3. Another of the essential and prominent traits of Montanism was a visionary millennarianism, founded indeed on the Apocalypse and on the apostolic expectation of the speedy return of Christ, but giving it extravagant weight and a materialistic coloring. The Montanists were the warmest millennarians in the ancient church, and held fast to the speedy return of Christ in glory, all the more as this hope began to give way to the feeling of a long settlement of the church on earth, and to a corresponding zeal for a compact, solid episcopal organization. In praying, "Thy kingdom come," they prayed for the end of the world. They lived under a vivid impression of the great final catastrophe, and looked therefore with contempt upon the present order of things, and directed all their desires to the second advent of Christ. Maximilla says: "After me there is no more prophecy, but only the end of the world.”

The failure of these predictions weakened, of course, all the other pretensions of the system. But, on the other hand, the abatement of faith in the near approach of the Lord was certainly accompanied with an increase of worldliness in the Catholic church. The millennarianism of the Montanists has reappeared again and again in widely differing forms.

4. Finally, the Montanistic sect was characterized by fanatical severity in asceticism and church discipline. It raised a zealous protest against the growing looseness of the Catholic penitential discipline, which in Rome particularly, under Zephyrinus and Callistus, to the great grief of earnest minds, established a scheme of indulgence for the grossest sins, and began, long before Constantine, to obscure the line between the church and the world. Tertullian makes the restoration of a rigorous discipline the chief office of the new prophecy.

But Montanism certainly went to the opposite extreme, and fell from evangelical freedom into Jewish legalism; while the Catholic church in rejecting the new laws and burdens defended the cause of freedom. Montanism turned with horror from all the enjoyments of life, and held even art to be incompatible with Christian soberness and humility. It forbade women all ornamental clothing, and required virgins to be veiled. It courted the blood-baptism of martyrdom, and condemned concealment or flight in persecution as a denial of Christ. It multiplied fasts and other ascetic exercises, and carried them to extreme severity, as the best preparation for the millennium. It prohibited second marriage as adultery, for laity as well as clergy, and inclined even to regard a single marriage as a mere concession on the part of God to the sensuous infirmity of man. It taught the impossibility of a second repentance, and refused to restore the lapsed to the fellowship of the church. Tertullian held all mortal sins (of which he numbers seven), committed after baptism, to be unpardonable, at least in this world, and a church, which showed such lenity towards gross offenders, as the Roman church at that time did, according to the corroborating testimony of Hippolytus, he called worse than a den of thieves," even a "spelunca maechorum et fornicatorum."
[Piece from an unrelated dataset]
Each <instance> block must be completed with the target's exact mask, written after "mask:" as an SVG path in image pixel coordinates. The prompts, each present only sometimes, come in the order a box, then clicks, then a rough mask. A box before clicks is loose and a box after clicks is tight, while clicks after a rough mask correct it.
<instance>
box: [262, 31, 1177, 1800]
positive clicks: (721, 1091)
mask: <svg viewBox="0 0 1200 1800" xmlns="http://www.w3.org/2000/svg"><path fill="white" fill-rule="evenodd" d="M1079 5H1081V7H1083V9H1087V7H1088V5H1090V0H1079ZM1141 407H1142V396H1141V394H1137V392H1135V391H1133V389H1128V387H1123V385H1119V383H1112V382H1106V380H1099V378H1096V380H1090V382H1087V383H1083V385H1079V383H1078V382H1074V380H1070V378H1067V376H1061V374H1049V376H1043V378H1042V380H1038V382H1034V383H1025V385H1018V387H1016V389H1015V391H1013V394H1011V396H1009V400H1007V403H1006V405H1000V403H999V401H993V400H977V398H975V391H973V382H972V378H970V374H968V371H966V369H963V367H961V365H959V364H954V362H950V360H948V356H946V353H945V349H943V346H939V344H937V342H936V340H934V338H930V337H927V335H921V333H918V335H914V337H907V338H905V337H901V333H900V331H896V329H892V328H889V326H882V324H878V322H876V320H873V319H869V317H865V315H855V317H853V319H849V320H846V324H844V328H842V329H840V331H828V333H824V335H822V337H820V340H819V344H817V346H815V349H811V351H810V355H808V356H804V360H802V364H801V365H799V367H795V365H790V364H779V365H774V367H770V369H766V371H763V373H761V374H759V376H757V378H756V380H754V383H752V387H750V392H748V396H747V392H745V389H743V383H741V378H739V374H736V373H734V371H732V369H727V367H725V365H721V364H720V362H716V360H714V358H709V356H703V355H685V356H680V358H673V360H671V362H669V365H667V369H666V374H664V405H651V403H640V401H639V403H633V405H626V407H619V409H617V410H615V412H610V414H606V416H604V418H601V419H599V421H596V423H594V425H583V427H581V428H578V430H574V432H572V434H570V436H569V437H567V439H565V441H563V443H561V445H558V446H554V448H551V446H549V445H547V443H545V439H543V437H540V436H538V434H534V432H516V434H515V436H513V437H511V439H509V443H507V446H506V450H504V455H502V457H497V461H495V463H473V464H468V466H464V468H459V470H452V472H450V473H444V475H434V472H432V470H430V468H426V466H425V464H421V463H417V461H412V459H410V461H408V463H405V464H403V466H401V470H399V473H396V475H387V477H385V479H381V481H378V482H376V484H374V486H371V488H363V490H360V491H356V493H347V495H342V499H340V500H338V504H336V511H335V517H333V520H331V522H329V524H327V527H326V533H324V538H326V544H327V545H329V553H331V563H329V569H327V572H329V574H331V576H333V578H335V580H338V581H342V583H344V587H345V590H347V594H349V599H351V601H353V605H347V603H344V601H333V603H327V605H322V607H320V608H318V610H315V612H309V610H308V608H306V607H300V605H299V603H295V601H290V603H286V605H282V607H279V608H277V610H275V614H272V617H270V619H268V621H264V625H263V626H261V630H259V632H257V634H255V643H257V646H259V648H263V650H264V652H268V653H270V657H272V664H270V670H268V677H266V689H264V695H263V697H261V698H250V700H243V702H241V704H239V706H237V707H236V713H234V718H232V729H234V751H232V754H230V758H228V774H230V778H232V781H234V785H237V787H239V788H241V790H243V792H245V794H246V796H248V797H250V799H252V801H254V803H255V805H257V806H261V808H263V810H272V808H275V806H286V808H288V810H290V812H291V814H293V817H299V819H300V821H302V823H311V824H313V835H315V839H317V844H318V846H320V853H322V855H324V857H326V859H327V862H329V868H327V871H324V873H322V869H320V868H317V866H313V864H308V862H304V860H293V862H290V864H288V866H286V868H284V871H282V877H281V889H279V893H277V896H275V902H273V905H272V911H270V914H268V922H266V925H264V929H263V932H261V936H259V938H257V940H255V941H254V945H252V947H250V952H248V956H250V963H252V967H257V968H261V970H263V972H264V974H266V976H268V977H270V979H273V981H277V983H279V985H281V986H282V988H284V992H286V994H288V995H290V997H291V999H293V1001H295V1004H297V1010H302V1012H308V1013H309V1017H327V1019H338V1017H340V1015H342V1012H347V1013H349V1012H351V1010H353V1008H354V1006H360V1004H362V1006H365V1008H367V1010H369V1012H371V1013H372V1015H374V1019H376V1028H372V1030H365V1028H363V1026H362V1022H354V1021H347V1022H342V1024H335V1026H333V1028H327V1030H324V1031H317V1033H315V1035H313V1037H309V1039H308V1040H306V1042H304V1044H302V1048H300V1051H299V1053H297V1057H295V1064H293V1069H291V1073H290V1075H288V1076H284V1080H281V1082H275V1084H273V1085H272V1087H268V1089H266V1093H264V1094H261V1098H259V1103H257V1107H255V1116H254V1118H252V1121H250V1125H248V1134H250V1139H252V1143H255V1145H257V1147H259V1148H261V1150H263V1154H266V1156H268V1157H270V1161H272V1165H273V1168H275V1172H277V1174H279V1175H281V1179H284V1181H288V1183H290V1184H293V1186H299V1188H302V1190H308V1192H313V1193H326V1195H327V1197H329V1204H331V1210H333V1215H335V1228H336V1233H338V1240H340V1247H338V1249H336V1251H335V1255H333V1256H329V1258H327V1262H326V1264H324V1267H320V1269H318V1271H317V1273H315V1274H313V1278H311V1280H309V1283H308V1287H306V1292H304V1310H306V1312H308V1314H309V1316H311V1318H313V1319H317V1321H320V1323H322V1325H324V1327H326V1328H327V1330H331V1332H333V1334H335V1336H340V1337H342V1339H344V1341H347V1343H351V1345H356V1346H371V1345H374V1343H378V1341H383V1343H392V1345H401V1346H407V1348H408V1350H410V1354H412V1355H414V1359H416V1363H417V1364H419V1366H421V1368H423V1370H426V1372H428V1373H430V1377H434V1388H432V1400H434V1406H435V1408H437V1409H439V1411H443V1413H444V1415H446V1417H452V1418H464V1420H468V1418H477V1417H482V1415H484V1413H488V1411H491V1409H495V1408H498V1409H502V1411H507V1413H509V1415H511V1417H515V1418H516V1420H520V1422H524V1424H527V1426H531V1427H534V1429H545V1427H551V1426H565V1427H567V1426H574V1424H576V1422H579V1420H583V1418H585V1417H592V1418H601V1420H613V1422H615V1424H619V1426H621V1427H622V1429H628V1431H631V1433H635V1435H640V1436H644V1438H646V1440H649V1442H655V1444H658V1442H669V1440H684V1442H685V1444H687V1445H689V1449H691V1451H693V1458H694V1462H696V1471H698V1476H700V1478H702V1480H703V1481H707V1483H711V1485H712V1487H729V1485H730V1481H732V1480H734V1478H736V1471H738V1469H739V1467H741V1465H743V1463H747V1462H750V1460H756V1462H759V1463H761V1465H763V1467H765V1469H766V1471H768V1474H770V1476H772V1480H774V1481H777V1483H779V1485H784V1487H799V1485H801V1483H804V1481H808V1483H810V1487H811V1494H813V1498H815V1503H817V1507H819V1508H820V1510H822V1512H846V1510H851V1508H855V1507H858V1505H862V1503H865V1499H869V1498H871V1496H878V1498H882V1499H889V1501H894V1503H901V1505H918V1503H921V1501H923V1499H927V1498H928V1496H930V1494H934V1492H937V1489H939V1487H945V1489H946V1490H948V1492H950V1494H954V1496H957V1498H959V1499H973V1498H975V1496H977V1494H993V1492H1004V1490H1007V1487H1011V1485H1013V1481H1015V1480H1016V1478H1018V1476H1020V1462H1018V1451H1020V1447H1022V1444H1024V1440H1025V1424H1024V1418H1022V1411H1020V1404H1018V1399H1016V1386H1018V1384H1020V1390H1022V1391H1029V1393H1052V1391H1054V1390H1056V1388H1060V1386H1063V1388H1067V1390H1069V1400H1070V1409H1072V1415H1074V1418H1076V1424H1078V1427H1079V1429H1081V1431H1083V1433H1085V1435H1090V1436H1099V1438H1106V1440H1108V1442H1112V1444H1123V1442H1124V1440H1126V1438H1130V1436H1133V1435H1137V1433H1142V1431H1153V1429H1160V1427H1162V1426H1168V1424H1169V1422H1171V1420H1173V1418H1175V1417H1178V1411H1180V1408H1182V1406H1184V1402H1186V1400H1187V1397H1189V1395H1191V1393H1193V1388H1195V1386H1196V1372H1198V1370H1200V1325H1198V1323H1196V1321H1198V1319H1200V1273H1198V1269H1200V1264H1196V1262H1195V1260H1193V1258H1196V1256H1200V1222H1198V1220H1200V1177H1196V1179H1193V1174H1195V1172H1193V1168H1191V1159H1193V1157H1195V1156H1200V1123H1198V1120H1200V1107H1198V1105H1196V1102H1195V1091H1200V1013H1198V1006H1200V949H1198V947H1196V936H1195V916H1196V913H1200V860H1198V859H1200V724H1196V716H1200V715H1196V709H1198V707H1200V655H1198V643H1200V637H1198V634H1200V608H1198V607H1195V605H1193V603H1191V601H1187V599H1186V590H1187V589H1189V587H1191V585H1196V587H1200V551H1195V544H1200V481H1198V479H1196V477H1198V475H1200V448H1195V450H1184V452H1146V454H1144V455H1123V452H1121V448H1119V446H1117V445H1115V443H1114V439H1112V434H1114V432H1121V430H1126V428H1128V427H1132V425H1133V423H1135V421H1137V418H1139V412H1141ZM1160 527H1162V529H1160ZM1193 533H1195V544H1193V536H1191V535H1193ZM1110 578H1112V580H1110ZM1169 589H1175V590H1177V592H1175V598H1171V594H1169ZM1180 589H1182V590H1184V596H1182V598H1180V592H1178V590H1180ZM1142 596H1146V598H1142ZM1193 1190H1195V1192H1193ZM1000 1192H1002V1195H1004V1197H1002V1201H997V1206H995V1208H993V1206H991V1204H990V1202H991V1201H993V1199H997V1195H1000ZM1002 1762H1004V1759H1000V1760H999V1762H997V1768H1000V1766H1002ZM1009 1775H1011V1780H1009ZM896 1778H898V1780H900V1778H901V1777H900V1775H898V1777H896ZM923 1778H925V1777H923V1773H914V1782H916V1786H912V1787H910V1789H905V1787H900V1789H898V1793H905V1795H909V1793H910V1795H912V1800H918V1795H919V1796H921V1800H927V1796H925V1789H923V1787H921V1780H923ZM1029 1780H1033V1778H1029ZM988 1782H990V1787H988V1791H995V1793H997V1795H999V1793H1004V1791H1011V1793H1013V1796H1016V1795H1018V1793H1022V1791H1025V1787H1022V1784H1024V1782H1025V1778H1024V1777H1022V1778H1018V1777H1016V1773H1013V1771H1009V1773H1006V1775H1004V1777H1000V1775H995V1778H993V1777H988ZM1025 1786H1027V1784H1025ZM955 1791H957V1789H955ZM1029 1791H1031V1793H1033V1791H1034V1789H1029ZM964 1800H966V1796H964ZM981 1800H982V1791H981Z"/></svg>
The Catholic church, indeed, as we have already seen, opened the door likewise to excessive ascetic rigor, but only as an exception to her rule; while the Montanists pressed their rigoristic demands as binding upon all. Such universal asceticism was simply impracticable in a world like the present, and the sect itself necessarily dwindled away. But the religious earnestness which animated it, its prophecies and visions, its millennarianism, and the fanatical extremes into which it ran, have since reappeared, under various names and forms, and in new combinations, in Novatianism, Donatism, the spiritualism of the Franciscans, Anabaptism, the Camisard enthusiasm, Puritanism, Quakerism, Quietism, Pietism, Second Adventism, Irvingism, and so on, by way of protest and wholesome reaction against various evils in the church.